Infect Immun. 2010 Oct;78(10):4157-65
Authors: Chu YT, Wang YH, Wu JJ, Lei HY
Helicobacter pylori is a Gram-negative, spiral-shaped bacterium that infects more than 50% of the human population and can cause gastritis, peptic ulcer, or gastric malignancies. It is generally viewed as an extracellular microorganism. In a gentamicin protection assay on AGS or MKN45 cells, H. pylori could invade the epithelial cells and multiply within double-layer vesicles either on the plasma membrane or in the cytoplasm. A 5-fold increase in the number of bacteria was recultured from the infected cells at 12 h, compared with the number of invading cells at 2.5 h postinfection.

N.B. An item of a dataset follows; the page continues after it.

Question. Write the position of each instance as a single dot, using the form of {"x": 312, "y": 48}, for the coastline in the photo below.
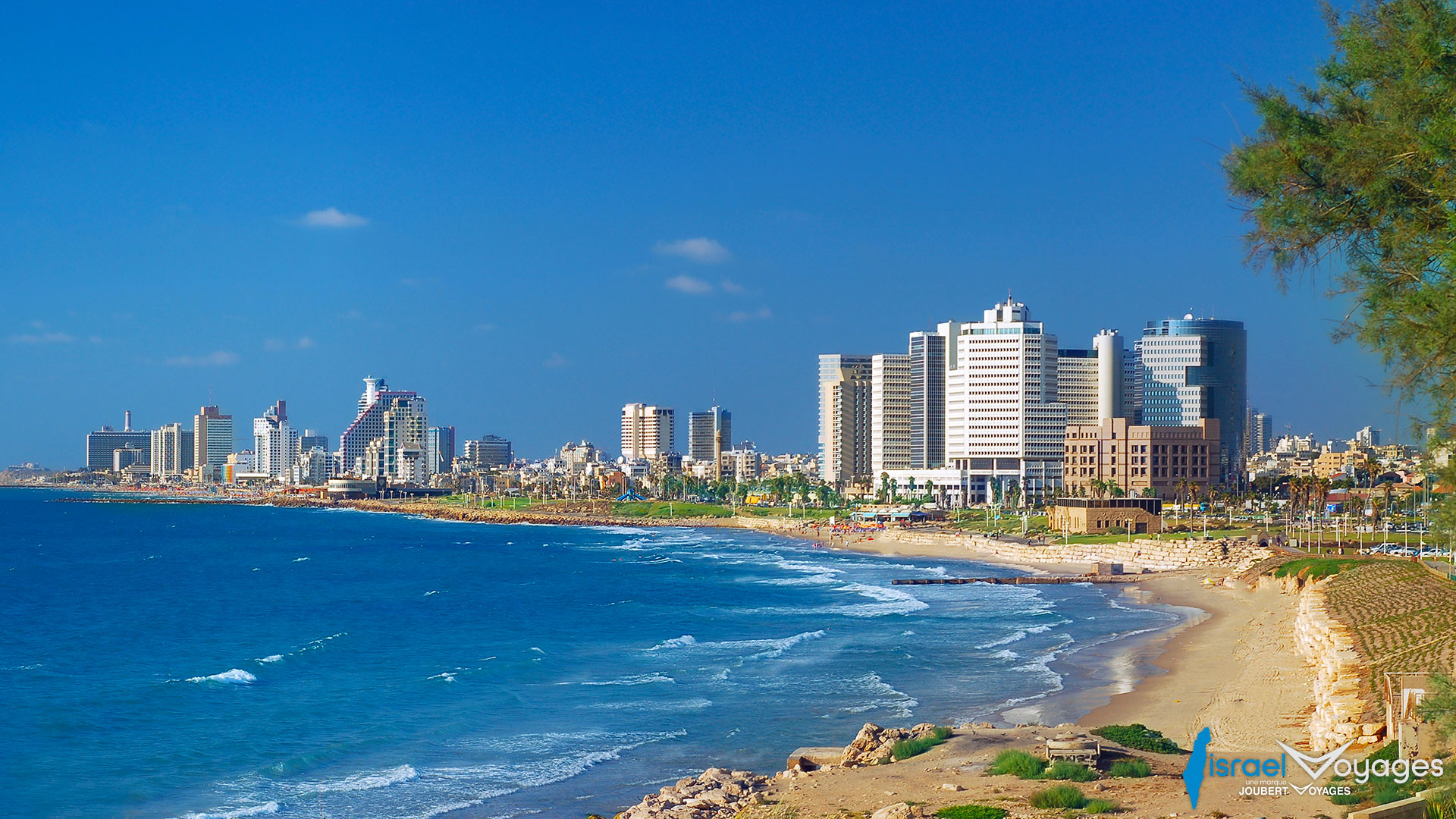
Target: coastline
{"x": 1196, "y": 672}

The autophagic vesicles induced by H. pylori are the sites of replication and also of the degradation of the replicating bacteria after fusion with lysosomes. Many H. pylori bacteria in coccoid form associated with the plasma membrane can be released into culture. Only cell-penetrating antibiotics can enhance the intracellular killing of the replicating bacteria. The multiplication of H. pylori within cells provides a niche for its resistance to antibacterial therapy and has a significant impact on its biological life cycle.